Reputation: 11
I am currently trying to scrape a link to Google Patents on this page, https://datatool.patentsview.org/#detail/patent/10745438, but when I am trying to print out all of the links with an 'a' tag, only an unrelated website comes up.
Here is my code so far:
url = 'https://datatool.patentsview.org/#detail/patent/10745438'
soup = BeautifulSoup(requests.get(url).content, 'html.parser')
links = []
print(soup)
for link in soup.find_all('a', href=True):
print(link['href'])
When I print out the soup, the 'a' tag with the link to the google patents isn't printed, nor is the link in the array.

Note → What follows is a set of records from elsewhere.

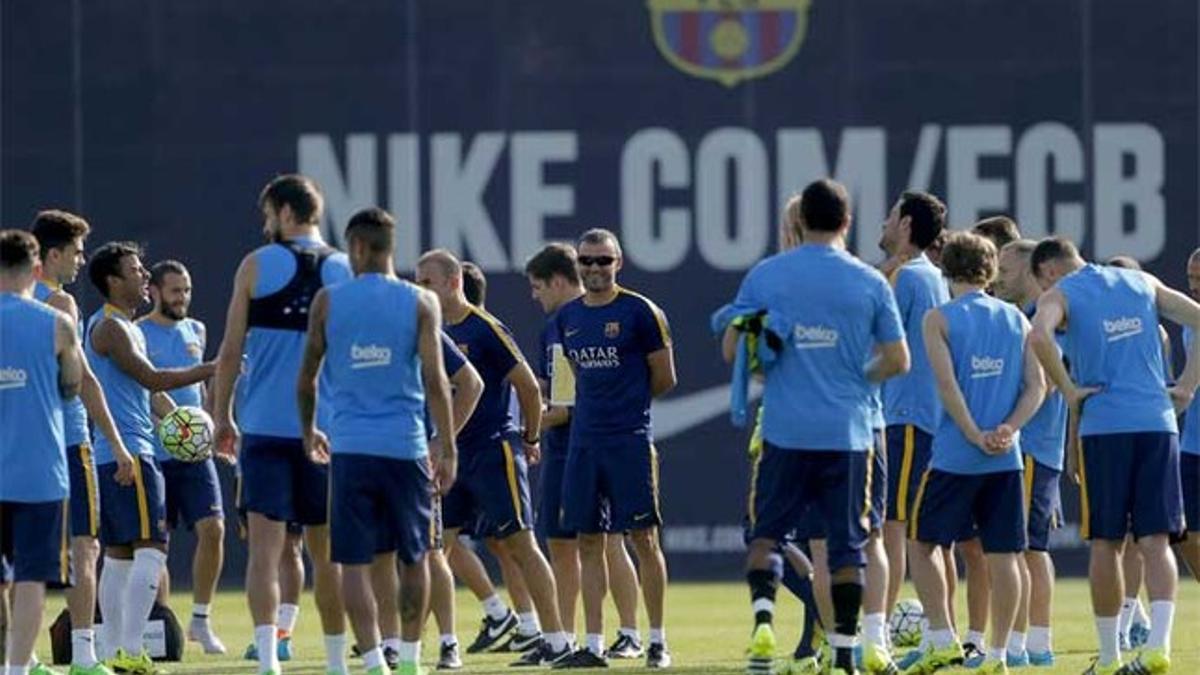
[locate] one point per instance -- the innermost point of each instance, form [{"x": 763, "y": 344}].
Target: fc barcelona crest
[{"x": 729, "y": 40}]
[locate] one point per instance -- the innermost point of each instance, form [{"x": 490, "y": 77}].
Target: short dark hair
[
  {"x": 555, "y": 260},
  {"x": 474, "y": 284},
  {"x": 1001, "y": 230},
  {"x": 375, "y": 227},
  {"x": 107, "y": 262},
  {"x": 299, "y": 192},
  {"x": 925, "y": 214},
  {"x": 18, "y": 251},
  {"x": 1051, "y": 249},
  {"x": 55, "y": 228},
  {"x": 162, "y": 268},
  {"x": 970, "y": 258},
  {"x": 825, "y": 205}
]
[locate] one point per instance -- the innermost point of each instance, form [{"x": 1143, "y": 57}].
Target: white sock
[
  {"x": 1162, "y": 617},
  {"x": 83, "y": 647},
  {"x": 372, "y": 657},
  {"x": 1038, "y": 640},
  {"x": 286, "y": 617},
  {"x": 114, "y": 579},
  {"x": 495, "y": 608},
  {"x": 143, "y": 587},
  {"x": 941, "y": 638},
  {"x": 1015, "y": 641},
  {"x": 267, "y": 645},
  {"x": 528, "y": 623},
  {"x": 1110, "y": 644},
  {"x": 874, "y": 632},
  {"x": 335, "y": 653},
  {"x": 409, "y": 652}
]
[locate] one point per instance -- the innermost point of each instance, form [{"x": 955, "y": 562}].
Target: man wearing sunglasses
[{"x": 618, "y": 344}]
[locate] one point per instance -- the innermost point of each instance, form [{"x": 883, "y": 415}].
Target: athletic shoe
[
  {"x": 449, "y": 657},
  {"x": 761, "y": 652},
  {"x": 876, "y": 661},
  {"x": 491, "y": 631},
  {"x": 1149, "y": 662},
  {"x": 99, "y": 669},
  {"x": 581, "y": 657},
  {"x": 1041, "y": 659},
  {"x": 658, "y": 656},
  {"x": 1138, "y": 634},
  {"x": 625, "y": 646},
  {"x": 1017, "y": 659},
  {"x": 935, "y": 659},
  {"x": 201, "y": 632},
  {"x": 1097, "y": 669}
]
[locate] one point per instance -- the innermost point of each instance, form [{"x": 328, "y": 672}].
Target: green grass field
[{"x": 707, "y": 628}]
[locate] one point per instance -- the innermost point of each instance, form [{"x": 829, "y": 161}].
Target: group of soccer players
[
  {"x": 366, "y": 414},
  {"x": 933, "y": 405}
]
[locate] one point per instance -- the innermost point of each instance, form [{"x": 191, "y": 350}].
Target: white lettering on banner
[{"x": 718, "y": 198}]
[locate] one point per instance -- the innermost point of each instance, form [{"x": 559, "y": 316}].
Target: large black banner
[{"x": 492, "y": 127}]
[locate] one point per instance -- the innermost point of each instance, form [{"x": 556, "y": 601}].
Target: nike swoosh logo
[{"x": 677, "y": 414}]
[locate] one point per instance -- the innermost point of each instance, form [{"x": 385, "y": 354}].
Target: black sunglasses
[{"x": 601, "y": 261}]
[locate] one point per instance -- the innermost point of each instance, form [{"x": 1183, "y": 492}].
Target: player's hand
[
  {"x": 226, "y": 436},
  {"x": 1181, "y": 398},
  {"x": 124, "y": 465},
  {"x": 316, "y": 443}
]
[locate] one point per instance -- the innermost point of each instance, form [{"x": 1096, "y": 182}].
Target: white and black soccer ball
[
  {"x": 906, "y": 621},
  {"x": 186, "y": 434}
]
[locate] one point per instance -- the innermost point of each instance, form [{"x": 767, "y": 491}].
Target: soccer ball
[
  {"x": 905, "y": 623},
  {"x": 186, "y": 434}
]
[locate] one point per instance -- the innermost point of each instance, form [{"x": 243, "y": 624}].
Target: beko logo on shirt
[
  {"x": 1122, "y": 328},
  {"x": 985, "y": 366},
  {"x": 12, "y": 378},
  {"x": 814, "y": 336},
  {"x": 370, "y": 356}
]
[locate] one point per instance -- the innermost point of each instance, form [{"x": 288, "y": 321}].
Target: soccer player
[
  {"x": 267, "y": 323},
  {"x": 553, "y": 281},
  {"x": 41, "y": 369},
  {"x": 133, "y": 518},
  {"x": 60, "y": 238},
  {"x": 1128, "y": 457},
  {"x": 910, "y": 401},
  {"x": 1043, "y": 441},
  {"x": 618, "y": 345},
  {"x": 990, "y": 387},
  {"x": 1189, "y": 460},
  {"x": 493, "y": 490},
  {"x": 193, "y": 491},
  {"x": 379, "y": 341},
  {"x": 816, "y": 436}
]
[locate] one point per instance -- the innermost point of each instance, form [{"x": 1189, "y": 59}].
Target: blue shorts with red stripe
[
  {"x": 136, "y": 512},
  {"x": 84, "y": 491},
  {"x": 1131, "y": 483},
  {"x": 491, "y": 495},
  {"x": 34, "y": 542}
]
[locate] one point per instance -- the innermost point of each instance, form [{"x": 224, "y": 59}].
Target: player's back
[
  {"x": 288, "y": 276},
  {"x": 129, "y": 401},
  {"x": 373, "y": 368},
  {"x": 985, "y": 338},
  {"x": 835, "y": 309},
  {"x": 912, "y": 398},
  {"x": 1113, "y": 342},
  {"x": 31, "y": 432}
]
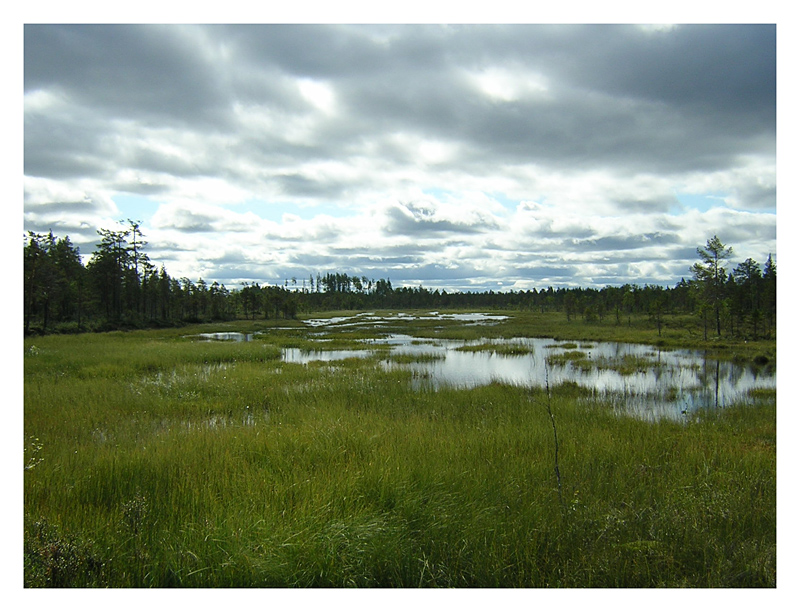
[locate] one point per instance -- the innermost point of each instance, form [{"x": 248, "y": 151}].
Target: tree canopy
[{"x": 120, "y": 288}]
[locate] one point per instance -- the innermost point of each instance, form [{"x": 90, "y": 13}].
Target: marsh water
[{"x": 646, "y": 381}]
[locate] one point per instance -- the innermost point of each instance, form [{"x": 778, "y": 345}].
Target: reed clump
[{"x": 163, "y": 462}]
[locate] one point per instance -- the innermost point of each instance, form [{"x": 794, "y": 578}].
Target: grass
[{"x": 155, "y": 461}]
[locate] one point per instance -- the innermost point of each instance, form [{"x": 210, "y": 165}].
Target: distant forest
[{"x": 119, "y": 288}]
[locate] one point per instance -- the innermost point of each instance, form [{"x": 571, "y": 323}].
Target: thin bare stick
[{"x": 555, "y": 439}]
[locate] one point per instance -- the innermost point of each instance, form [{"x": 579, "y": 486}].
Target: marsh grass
[
  {"x": 509, "y": 349},
  {"x": 155, "y": 461}
]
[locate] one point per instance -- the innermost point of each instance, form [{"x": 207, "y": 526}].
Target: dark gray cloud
[{"x": 597, "y": 128}]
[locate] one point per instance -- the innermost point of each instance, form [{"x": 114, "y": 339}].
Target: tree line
[{"x": 120, "y": 288}]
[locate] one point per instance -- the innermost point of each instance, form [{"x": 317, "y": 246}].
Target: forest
[{"x": 120, "y": 288}]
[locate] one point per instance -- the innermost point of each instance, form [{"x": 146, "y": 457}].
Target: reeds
[{"x": 162, "y": 462}]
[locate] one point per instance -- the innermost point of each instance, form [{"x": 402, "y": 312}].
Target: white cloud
[{"x": 454, "y": 155}]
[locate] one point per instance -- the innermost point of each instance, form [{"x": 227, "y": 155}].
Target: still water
[{"x": 659, "y": 384}]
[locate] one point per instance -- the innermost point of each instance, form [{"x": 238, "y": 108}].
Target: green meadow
[{"x": 155, "y": 460}]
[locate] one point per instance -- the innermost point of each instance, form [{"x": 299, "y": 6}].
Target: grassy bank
[{"x": 155, "y": 461}]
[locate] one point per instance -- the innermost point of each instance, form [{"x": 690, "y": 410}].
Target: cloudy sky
[{"x": 459, "y": 157}]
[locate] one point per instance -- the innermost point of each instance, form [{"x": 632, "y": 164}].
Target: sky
[{"x": 465, "y": 157}]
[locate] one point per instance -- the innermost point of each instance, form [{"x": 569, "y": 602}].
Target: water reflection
[
  {"x": 659, "y": 384},
  {"x": 235, "y": 336}
]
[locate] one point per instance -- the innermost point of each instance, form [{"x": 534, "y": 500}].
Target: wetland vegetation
[{"x": 158, "y": 458}]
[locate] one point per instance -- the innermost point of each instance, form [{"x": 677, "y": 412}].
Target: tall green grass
[{"x": 155, "y": 461}]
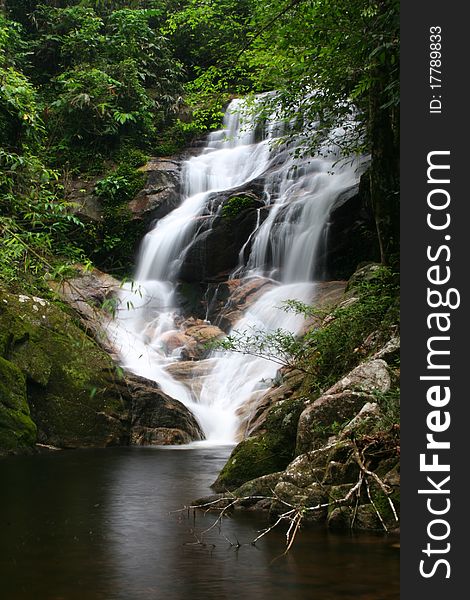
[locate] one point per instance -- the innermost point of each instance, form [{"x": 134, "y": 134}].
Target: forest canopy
[{"x": 89, "y": 87}]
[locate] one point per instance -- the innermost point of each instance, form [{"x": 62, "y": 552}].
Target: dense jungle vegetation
[{"x": 89, "y": 88}]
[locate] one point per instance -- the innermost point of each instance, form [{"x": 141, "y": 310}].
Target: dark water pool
[{"x": 97, "y": 525}]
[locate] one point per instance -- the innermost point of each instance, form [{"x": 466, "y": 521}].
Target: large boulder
[
  {"x": 350, "y": 233},
  {"x": 91, "y": 294},
  {"x": 155, "y": 417},
  {"x": 162, "y": 190},
  {"x": 71, "y": 382},
  {"x": 214, "y": 252},
  {"x": 55, "y": 377},
  {"x": 17, "y": 430},
  {"x": 263, "y": 454},
  {"x": 329, "y": 413}
]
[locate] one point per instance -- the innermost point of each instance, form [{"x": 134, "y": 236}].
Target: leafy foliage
[{"x": 329, "y": 351}]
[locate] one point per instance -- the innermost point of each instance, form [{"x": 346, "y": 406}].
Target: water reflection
[{"x": 96, "y": 525}]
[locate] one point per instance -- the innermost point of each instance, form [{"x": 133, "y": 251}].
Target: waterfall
[{"x": 300, "y": 192}]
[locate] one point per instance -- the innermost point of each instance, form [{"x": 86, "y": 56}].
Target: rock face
[
  {"x": 87, "y": 293},
  {"x": 341, "y": 403},
  {"x": 70, "y": 382},
  {"x": 263, "y": 454},
  {"x": 17, "y": 430},
  {"x": 155, "y": 418},
  {"x": 59, "y": 388},
  {"x": 350, "y": 236},
  {"x": 162, "y": 191},
  {"x": 217, "y": 244}
]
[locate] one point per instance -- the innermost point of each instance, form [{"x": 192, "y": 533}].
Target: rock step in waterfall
[{"x": 281, "y": 247}]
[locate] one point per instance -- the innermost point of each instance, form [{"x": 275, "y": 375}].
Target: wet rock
[
  {"x": 71, "y": 384},
  {"x": 234, "y": 297},
  {"x": 369, "y": 415},
  {"x": 90, "y": 294},
  {"x": 159, "y": 436},
  {"x": 326, "y": 416},
  {"x": 152, "y": 411},
  {"x": 371, "y": 376},
  {"x": 258, "y": 493},
  {"x": 17, "y": 430},
  {"x": 162, "y": 191},
  {"x": 253, "y": 413},
  {"x": 313, "y": 499},
  {"x": 214, "y": 252},
  {"x": 350, "y": 233}
]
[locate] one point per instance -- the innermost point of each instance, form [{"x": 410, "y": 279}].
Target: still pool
[{"x": 106, "y": 525}]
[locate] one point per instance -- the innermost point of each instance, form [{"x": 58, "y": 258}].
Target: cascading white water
[{"x": 301, "y": 193}]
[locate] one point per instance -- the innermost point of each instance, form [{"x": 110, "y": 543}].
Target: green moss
[
  {"x": 236, "y": 204},
  {"x": 267, "y": 453},
  {"x": 337, "y": 347},
  {"x": 17, "y": 430},
  {"x": 75, "y": 401}
]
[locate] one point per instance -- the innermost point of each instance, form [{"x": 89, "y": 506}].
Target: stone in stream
[
  {"x": 57, "y": 379},
  {"x": 162, "y": 190}
]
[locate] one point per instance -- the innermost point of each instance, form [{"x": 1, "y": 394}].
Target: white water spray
[{"x": 301, "y": 193}]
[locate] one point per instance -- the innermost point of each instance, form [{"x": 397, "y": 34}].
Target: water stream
[{"x": 300, "y": 192}]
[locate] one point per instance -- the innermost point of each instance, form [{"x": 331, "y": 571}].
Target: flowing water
[
  {"x": 99, "y": 525},
  {"x": 107, "y": 524},
  {"x": 300, "y": 192}
]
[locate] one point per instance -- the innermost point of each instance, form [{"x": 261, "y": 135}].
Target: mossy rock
[
  {"x": 17, "y": 430},
  {"x": 264, "y": 454},
  {"x": 69, "y": 379},
  {"x": 234, "y": 205}
]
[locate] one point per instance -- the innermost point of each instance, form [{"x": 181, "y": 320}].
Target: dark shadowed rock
[
  {"x": 215, "y": 251},
  {"x": 152, "y": 411},
  {"x": 350, "y": 234},
  {"x": 319, "y": 420},
  {"x": 162, "y": 191}
]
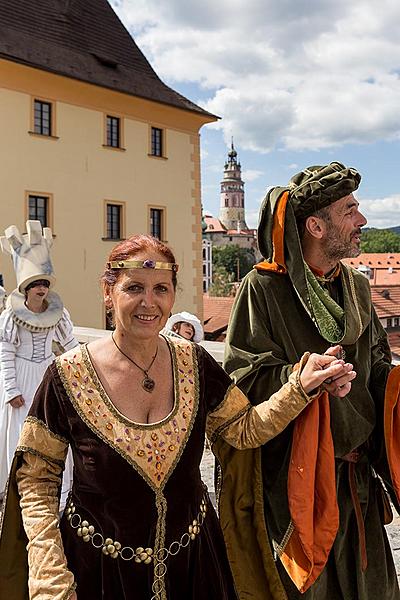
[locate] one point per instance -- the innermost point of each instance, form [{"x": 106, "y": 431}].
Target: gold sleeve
[
  {"x": 38, "y": 480},
  {"x": 245, "y": 426}
]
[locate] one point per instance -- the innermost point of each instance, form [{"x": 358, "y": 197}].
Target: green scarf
[{"x": 326, "y": 313}]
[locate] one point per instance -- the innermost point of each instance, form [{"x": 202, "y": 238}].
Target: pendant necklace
[{"x": 148, "y": 384}]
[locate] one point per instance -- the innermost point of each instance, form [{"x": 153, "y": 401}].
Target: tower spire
[{"x": 232, "y": 213}]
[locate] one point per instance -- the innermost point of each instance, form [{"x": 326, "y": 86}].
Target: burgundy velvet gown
[{"x": 138, "y": 486}]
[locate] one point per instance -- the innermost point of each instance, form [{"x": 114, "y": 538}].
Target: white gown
[{"x": 24, "y": 357}]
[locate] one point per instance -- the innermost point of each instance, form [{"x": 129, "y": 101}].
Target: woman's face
[
  {"x": 37, "y": 292},
  {"x": 142, "y": 299}
]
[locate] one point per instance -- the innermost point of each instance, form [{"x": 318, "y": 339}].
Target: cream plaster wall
[{"x": 81, "y": 174}]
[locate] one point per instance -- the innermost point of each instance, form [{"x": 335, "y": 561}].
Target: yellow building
[{"x": 94, "y": 145}]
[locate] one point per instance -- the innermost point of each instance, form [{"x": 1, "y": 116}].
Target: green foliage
[
  {"x": 222, "y": 282},
  {"x": 235, "y": 260},
  {"x": 380, "y": 240}
]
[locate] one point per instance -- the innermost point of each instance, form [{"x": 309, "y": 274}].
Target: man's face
[{"x": 342, "y": 235}]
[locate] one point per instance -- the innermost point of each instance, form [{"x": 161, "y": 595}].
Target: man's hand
[
  {"x": 322, "y": 367},
  {"x": 340, "y": 385},
  {"x": 17, "y": 402}
]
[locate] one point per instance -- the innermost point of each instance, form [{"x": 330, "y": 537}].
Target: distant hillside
[{"x": 393, "y": 229}]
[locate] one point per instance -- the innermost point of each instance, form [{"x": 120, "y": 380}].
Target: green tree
[
  {"x": 233, "y": 258},
  {"x": 380, "y": 240},
  {"x": 222, "y": 282}
]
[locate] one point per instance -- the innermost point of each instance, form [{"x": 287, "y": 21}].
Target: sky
[{"x": 294, "y": 82}]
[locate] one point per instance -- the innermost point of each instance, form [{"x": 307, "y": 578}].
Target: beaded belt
[{"x": 114, "y": 549}]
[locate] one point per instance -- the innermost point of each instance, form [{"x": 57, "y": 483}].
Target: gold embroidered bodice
[{"x": 152, "y": 449}]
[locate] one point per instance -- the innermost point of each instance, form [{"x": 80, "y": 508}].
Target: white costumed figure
[
  {"x": 34, "y": 318},
  {"x": 184, "y": 325}
]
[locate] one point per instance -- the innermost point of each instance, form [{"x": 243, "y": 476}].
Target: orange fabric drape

The only thing printed is
http://uspto.gov/
tel:1-800-786-9199
./#viz/relationships
./#viz/locations
./#viz/comparisons
, which is all unnecessary information. Is google protecting their links in some way, or is there any other way I can retrieve the link to the google patent or redirect to the page?
Upvotes: 1
Views: 489
Reputation: 9639
Don't scrape it, just do some link hacking:
url = 'https://datatool.patentsview.org/#detail/patent/10745438'
google_patents_url = 'https://www.google.com/patents/US' + url.rsplit('/', 1)[1]
Upvotes: 1